🤖 AI Summary
Thermal infrared hyperspectral imagery is highly susceptible to sensor degradation, yet existing restoration methods often neglect underlying thermophysical principles, compromising reconstruction fidelity. This work proposes HAIR, a novel framework that, for the first time, integrates thermophysical priors into image restoration by leveraging the HADAR rendering equation and an atmospheric downwelling radiative transfer model to formulate a physically grounded temperature–emissivity–texture (TeX) triplet. HAIR employs a TeX decomposition–synthesis strategy augmented with forward-modeled atmospheric references and spectral smoothness constraints to achieve physically consistent spectral calibration and noise-robust restoration. Evaluated on the DARPA Invisible Headlights dataset and laboratory FTIR measurements, HAIR consistently outperforms state-of-the-art methods across denoising, inpainting, spectral calibration, and super-resolution tasks, achieving superior performance in both quantitative accuracy and visual quality.
📝 Abstract
Thermal-infrared (TIR) hyperspectral imagery (HSI) provides critical scene information for various applications.
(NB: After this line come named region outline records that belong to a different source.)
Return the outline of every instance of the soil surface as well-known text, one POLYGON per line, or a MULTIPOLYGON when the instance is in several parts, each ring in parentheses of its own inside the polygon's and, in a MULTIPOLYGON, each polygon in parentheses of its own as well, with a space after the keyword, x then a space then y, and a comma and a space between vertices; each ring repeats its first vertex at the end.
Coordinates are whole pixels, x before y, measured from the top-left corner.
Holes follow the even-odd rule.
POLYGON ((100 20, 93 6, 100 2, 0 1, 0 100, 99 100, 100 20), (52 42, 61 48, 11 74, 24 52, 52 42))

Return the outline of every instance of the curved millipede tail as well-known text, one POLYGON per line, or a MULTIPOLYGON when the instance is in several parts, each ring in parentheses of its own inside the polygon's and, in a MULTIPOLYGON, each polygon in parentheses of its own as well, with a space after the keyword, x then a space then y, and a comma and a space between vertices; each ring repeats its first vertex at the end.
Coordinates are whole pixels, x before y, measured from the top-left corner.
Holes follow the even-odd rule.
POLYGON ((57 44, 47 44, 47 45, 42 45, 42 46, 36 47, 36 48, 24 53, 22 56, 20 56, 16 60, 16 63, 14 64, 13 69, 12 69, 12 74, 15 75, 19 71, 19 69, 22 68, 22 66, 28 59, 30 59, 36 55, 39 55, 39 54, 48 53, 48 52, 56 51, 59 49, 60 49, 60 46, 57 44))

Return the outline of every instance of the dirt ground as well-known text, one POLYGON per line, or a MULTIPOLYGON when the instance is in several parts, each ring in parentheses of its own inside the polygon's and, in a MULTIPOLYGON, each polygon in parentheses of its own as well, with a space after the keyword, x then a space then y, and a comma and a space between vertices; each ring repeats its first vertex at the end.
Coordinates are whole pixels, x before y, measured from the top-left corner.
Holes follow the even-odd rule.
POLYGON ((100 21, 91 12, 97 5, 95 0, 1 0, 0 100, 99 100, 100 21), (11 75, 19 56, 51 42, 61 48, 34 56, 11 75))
However, its practical utility is severely limited by unique sensor degradations beyond the capabilities of existing restoration methods, which are ignorant of underlying thermal physics. Here, we propose HAIR (HADAR-based Image Restoration) as a physics-driven framework for ground-based TIR-HSI restoration. HAIR utilizes the HADAR rendering equation (HRE) and combines it with the atmospheric downwelling radiative transfer equation (RTE) to model TIR-HSI using temperature, emissivity, and texture (TeX) physical triplets. This physical model leads to a TeX decompose-synthesize strategy that guarantees physical consistency and spatio-spectral noise resilience, in stark contrast to existing approaches. Moreover, our framework uses a forward-modeled atmospheric downwelling reference, along with spectral smoothness of emissivity and blackbody radiation, to enable spectral calibration and generation that would otherwise be elusive. Our extensive experiments on the outdoor DARPA Invisible Headlights dataset and in-lab FTIR measurements show that HAIR consistently outperforms state-of-the-art methods across denoising, inpainting, spectral calibration, and spectral super-resolution, establishing a benchmark in objective accuracy and visual quality.